I know it's overused and for example in MacOS introduces way too much white space, but people like rounded shapes. They make people more comfortable and make them think the content is simpler than when they get hard angles. It's been tested in so many research papers and the basically all agree - people like bouba more than kiki, whatever the context is.
For me the great benefit of rounded shapes is that they make it visually apparent what's foreground and what's background. If you just divide an area up into rectangular subareas, it's hard to know which of these rectangles are supposed to represent figure and which are just empty background. The T-joint between a vertical line and a horizontal line gives no clue as to whether the vertical line is supposed to connect to the left half of the horizontal line, the right half, both, or neither. A little curvature makes it clear which direction the edge of a depicted object is continuing.

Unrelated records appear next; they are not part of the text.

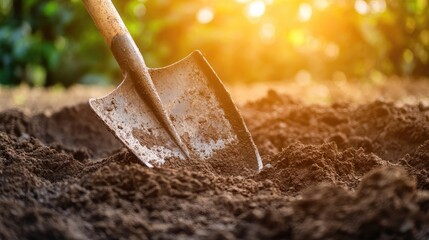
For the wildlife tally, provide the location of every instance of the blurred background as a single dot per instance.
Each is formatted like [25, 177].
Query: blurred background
[54, 42]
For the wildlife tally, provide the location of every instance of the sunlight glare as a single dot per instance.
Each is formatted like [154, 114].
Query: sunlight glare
[361, 7]
[305, 12]
[268, 31]
[332, 50]
[322, 4]
[256, 9]
[377, 6]
[205, 15]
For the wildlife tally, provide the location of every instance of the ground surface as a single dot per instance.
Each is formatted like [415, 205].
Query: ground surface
[338, 171]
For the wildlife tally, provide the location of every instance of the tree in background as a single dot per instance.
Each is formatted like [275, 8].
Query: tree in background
[46, 42]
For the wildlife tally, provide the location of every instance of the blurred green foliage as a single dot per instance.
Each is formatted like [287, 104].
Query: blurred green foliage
[48, 42]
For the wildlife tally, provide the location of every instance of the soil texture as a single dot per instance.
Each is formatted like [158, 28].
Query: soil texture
[344, 171]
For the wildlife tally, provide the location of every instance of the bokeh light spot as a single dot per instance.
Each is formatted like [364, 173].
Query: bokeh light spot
[332, 50]
[205, 15]
[268, 31]
[322, 4]
[305, 12]
[377, 6]
[361, 7]
[256, 9]
[139, 10]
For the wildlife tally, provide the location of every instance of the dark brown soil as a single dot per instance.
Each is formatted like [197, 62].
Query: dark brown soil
[338, 172]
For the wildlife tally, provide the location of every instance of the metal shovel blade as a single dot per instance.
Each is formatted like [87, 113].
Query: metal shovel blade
[200, 108]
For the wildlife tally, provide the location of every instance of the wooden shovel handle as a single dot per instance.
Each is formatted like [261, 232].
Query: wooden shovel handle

On a similar note, fuck the "flat" designs which make buttons indistinguishable.
I've even seen UIs which do use bevels on buttons; but only when hovered-over! I don't want to scan my pointer across the screen hoping to find something interactive, like I'm struggling on Monkey Island!
My gripe with border-radius is that it makes everything look the same.
I'd really like more corner types. Back in the tables and sliced images days, we'd have all manner of neat angular borders, and tons of variety. Now it's all squircles everywhere.
Ninety-degree angles do not exist in nature. So you're going to get two schools of thought: UI should look more natural (and therefore round off any hard edges), or UI should intentionally embrace hard edges, as a declaration of defiance against entropy, just like any other human endeavor for industry, progress, stability, and reliability.
We used to build systems that we wished would stand the test of time. Now we build systems that only last as long as PMs care about them and their warranty period runs out. What do our design choices say about us?
Border radius has been one of the best things to happen to CSS. If you've done web development during the Internet Explorer 6 era, you'd know what I mean.
I wonder whether they want to fuck the Fernández–Guasti squircle, Lamé's special quartic, or both, and whether their desires extend to higher-dimensional sphubes. Possibly their squigonometry just can't handle such curves, and they can't control themself!
Is there a Bresenham-style algorithm similar to the midpoint algorithm for roundrects that can produce other kinds of squircles?